Catalogue cards and photographs of the texts were also removed from the Oxford collection.

In a Baylor release, Baylor Professor Jeffrey Fish discusses viewing second-century fragments found in the Green Collection in 2012:

"In your work on documentary papyri you won't always have that flash of, 'Wow, this is important,' but you can nevertheless work on the texts skillfully and faithfully," Fish told students. "Sometimes the importance of what we are doing with materials from The Green Collection is immediately apparent. In other cases we can't see how it fits into the larger picture, but perhaps someday someone will."

In addition to the documentary material, scholars are mentoring students in the process of editing some of the earliest fragments of the New Testament. "Some of them date to the second century, which puts them among the earliest we have. It's remarkable," Fish said.

Jeffrey said that among other discoveries are fragments of copies of some of St.
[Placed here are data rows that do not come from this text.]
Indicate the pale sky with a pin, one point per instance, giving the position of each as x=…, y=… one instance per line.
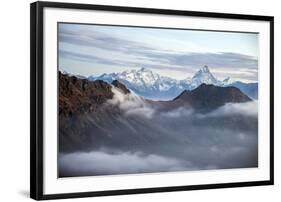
x=95, y=49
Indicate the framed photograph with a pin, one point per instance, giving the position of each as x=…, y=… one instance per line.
x=131, y=100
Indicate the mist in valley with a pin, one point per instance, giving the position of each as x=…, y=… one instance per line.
x=129, y=135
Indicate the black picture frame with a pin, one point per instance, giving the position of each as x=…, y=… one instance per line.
x=37, y=99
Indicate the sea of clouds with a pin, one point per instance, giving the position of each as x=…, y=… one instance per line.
x=179, y=139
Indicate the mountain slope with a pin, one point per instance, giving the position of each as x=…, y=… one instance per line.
x=209, y=97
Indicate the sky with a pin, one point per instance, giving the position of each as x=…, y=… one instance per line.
x=95, y=49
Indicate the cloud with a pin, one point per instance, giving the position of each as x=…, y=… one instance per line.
x=232, y=109
x=135, y=54
x=131, y=104
x=178, y=112
x=104, y=163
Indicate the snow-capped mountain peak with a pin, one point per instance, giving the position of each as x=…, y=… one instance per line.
x=203, y=76
x=227, y=81
x=151, y=85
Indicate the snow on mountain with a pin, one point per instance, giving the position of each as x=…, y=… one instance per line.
x=203, y=76
x=149, y=84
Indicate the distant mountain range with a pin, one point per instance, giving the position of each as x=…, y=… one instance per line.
x=84, y=108
x=151, y=85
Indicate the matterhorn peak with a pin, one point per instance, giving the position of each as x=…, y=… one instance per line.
x=143, y=69
x=205, y=69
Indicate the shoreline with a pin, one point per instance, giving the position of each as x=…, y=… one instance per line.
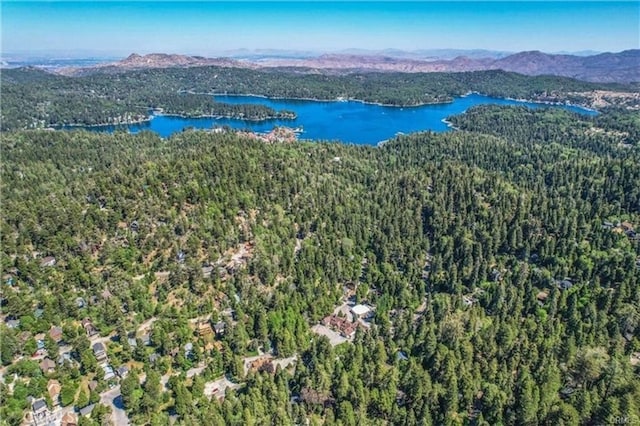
x=152, y=116
x=451, y=100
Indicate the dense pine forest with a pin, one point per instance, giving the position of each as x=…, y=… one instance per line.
x=501, y=261
x=32, y=98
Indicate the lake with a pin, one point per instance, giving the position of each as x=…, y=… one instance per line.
x=350, y=121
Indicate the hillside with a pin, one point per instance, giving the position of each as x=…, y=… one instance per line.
x=622, y=67
x=496, y=270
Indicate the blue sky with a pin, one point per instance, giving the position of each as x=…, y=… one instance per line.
x=208, y=28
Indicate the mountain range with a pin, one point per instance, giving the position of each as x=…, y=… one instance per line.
x=621, y=67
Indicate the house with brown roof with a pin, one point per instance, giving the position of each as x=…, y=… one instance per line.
x=100, y=351
x=53, y=388
x=48, y=261
x=47, y=366
x=89, y=327
x=341, y=325
x=69, y=419
x=55, y=333
x=40, y=409
x=204, y=329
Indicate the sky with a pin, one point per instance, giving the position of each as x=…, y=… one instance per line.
x=209, y=28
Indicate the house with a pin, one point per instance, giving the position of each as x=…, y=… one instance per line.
x=361, y=311
x=401, y=356
x=65, y=358
x=47, y=366
x=55, y=333
x=108, y=372
x=188, y=349
x=86, y=411
x=122, y=371
x=262, y=364
x=342, y=325
x=48, y=261
x=135, y=227
x=542, y=297
x=69, y=419
x=219, y=328
x=12, y=323
x=89, y=327
x=627, y=226
x=53, y=388
x=146, y=339
x=565, y=284
x=106, y=294
x=204, y=329
x=100, y=351
x=495, y=275
x=40, y=410
x=468, y=300
x=207, y=270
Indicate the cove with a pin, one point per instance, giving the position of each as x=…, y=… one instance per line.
x=344, y=121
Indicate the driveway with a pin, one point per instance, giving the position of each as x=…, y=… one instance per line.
x=113, y=399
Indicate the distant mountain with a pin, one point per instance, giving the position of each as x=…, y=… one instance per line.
x=622, y=67
x=156, y=60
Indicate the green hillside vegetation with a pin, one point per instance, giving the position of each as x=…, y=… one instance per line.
x=501, y=260
x=33, y=98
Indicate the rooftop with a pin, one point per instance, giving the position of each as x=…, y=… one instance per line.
x=360, y=310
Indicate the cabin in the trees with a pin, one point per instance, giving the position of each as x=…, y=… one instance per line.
x=220, y=328
x=361, y=311
x=53, y=389
x=47, y=366
x=69, y=419
x=89, y=328
x=40, y=410
x=122, y=371
x=48, y=261
x=55, y=333
x=100, y=351
x=86, y=411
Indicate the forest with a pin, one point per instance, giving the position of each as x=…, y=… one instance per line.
x=34, y=98
x=502, y=262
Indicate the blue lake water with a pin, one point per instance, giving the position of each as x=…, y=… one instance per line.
x=351, y=121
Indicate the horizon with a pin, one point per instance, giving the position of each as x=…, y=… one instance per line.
x=117, y=29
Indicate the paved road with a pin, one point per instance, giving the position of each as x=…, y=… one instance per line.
x=113, y=399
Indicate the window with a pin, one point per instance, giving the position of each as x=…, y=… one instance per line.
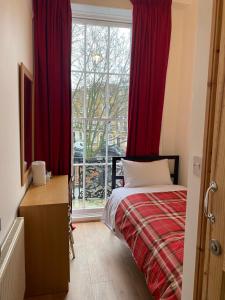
x=100, y=81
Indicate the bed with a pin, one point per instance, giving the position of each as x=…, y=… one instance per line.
x=151, y=220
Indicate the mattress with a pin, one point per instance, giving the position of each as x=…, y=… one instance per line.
x=119, y=194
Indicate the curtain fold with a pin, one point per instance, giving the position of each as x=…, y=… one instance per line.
x=151, y=34
x=52, y=50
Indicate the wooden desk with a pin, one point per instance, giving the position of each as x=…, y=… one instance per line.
x=45, y=212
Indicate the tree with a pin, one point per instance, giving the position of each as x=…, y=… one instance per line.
x=106, y=96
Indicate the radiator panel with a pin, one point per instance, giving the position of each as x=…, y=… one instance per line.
x=12, y=264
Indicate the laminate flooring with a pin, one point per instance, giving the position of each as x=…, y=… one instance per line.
x=103, y=269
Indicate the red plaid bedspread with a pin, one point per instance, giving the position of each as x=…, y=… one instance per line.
x=153, y=226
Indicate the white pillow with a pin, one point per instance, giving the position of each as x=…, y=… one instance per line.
x=146, y=173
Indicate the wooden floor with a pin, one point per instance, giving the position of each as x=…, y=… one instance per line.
x=103, y=268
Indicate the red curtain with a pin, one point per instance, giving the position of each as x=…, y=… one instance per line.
x=149, y=59
x=52, y=47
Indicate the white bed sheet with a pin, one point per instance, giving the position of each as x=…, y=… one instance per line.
x=119, y=194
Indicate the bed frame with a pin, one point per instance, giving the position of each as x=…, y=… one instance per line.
x=173, y=174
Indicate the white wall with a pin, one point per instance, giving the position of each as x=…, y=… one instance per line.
x=196, y=141
x=16, y=47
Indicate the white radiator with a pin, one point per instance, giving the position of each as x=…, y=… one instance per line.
x=12, y=263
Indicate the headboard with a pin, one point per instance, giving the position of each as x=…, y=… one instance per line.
x=173, y=174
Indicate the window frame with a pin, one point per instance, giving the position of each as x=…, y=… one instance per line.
x=86, y=14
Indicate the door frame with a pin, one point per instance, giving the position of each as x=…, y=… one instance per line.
x=207, y=144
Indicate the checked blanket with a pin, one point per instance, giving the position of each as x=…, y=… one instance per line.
x=153, y=226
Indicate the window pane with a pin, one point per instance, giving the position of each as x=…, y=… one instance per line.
x=95, y=141
x=95, y=186
x=96, y=53
x=117, y=138
x=119, y=52
x=78, y=142
x=118, y=96
x=96, y=95
x=78, y=47
x=78, y=94
x=78, y=187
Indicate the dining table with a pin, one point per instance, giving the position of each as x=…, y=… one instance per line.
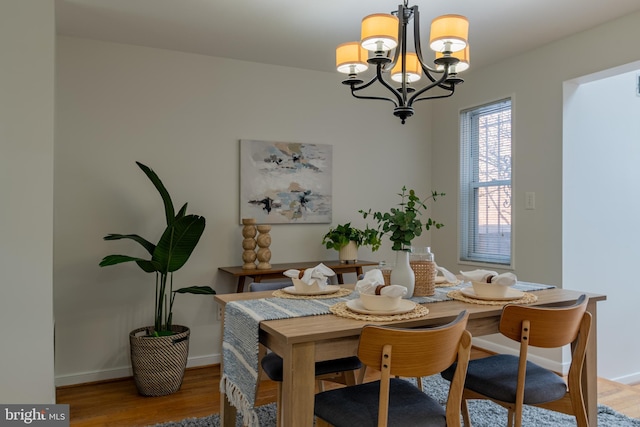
x=302, y=341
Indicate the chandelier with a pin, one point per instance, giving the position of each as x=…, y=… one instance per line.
x=385, y=36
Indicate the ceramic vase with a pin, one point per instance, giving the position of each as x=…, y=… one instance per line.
x=348, y=253
x=402, y=274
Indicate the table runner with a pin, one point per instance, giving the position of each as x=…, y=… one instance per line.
x=241, y=338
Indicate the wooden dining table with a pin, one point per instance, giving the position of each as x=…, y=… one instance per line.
x=301, y=341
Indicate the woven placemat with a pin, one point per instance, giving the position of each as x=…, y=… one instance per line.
x=528, y=298
x=279, y=293
x=448, y=284
x=341, y=309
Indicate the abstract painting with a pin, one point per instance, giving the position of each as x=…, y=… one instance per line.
x=285, y=182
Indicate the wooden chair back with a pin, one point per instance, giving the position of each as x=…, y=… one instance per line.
x=548, y=327
x=417, y=353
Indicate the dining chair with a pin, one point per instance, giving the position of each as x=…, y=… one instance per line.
x=512, y=381
x=347, y=370
x=392, y=400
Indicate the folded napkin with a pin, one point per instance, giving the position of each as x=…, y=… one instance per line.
x=372, y=279
x=317, y=275
x=505, y=279
x=449, y=276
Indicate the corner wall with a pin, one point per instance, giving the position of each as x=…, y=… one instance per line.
x=27, y=48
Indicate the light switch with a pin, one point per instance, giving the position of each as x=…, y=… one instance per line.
x=529, y=200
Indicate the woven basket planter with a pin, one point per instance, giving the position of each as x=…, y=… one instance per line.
x=159, y=362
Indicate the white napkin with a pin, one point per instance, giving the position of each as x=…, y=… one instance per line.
x=317, y=275
x=449, y=276
x=372, y=279
x=505, y=279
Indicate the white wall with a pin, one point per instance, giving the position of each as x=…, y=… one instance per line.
x=183, y=115
x=535, y=80
x=600, y=206
x=26, y=187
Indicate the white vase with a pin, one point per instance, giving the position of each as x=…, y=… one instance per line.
x=402, y=274
x=348, y=253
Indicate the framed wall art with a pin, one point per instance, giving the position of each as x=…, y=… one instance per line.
x=285, y=182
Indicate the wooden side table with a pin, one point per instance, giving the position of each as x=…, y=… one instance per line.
x=277, y=270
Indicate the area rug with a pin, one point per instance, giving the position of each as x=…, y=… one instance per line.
x=483, y=413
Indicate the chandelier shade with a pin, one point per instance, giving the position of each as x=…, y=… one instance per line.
x=351, y=57
x=449, y=33
x=385, y=35
x=463, y=58
x=379, y=32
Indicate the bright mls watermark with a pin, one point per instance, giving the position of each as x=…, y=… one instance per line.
x=35, y=415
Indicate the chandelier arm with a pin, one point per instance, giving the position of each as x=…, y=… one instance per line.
x=374, y=97
x=426, y=88
x=452, y=89
x=355, y=89
x=399, y=97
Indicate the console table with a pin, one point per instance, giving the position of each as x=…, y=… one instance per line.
x=277, y=270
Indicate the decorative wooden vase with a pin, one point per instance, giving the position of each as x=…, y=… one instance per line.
x=264, y=241
x=249, y=232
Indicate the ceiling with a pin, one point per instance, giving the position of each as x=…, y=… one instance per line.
x=304, y=33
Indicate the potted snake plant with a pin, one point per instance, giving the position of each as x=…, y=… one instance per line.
x=159, y=352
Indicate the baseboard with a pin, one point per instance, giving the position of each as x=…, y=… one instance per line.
x=550, y=364
x=124, y=372
x=631, y=379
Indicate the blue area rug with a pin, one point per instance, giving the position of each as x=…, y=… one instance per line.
x=483, y=413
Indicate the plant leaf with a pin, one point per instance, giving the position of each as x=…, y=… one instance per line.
x=144, y=264
x=178, y=242
x=166, y=198
x=150, y=247
x=200, y=290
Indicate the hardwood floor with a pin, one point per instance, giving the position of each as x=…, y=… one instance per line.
x=117, y=403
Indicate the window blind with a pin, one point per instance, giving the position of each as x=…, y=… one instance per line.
x=485, y=179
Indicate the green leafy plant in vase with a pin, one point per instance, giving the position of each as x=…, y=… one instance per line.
x=401, y=225
x=347, y=239
x=159, y=357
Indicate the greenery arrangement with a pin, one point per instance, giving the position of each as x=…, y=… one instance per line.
x=403, y=224
x=341, y=235
x=172, y=251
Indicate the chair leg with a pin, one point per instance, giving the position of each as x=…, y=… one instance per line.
x=279, y=405
x=322, y=423
x=510, y=417
x=465, y=413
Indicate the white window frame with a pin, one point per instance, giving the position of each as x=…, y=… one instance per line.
x=469, y=246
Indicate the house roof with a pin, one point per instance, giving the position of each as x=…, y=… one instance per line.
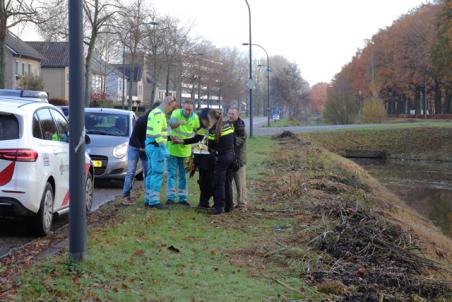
x=137, y=74
x=55, y=54
x=21, y=49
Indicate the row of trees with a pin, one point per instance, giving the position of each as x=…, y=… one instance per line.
x=408, y=66
x=177, y=60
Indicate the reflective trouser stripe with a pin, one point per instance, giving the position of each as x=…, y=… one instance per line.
x=153, y=183
x=176, y=174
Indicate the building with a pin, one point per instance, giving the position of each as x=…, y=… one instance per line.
x=21, y=60
x=138, y=83
x=55, y=72
x=54, y=67
x=106, y=78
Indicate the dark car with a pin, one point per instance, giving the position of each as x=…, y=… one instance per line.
x=109, y=130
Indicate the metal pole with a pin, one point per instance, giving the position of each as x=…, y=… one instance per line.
x=268, y=78
x=199, y=84
x=123, y=74
x=268, y=92
x=77, y=177
x=251, y=70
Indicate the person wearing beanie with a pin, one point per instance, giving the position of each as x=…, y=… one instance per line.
x=183, y=123
x=203, y=160
x=156, y=151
Augustine's commentaries on John's gospel and the Psalms, as well as an assemblage of verses from Psalms 3 written in a 10th-century Carolingian handwriting but annotated by a later theologian "in a robust 14th-century hand."

The bible museum says the items were acquired in good faith and are working to return them to the Egypt Exploration Society. The EES then plans to once again store them on the Oxford Campus, according to the Post.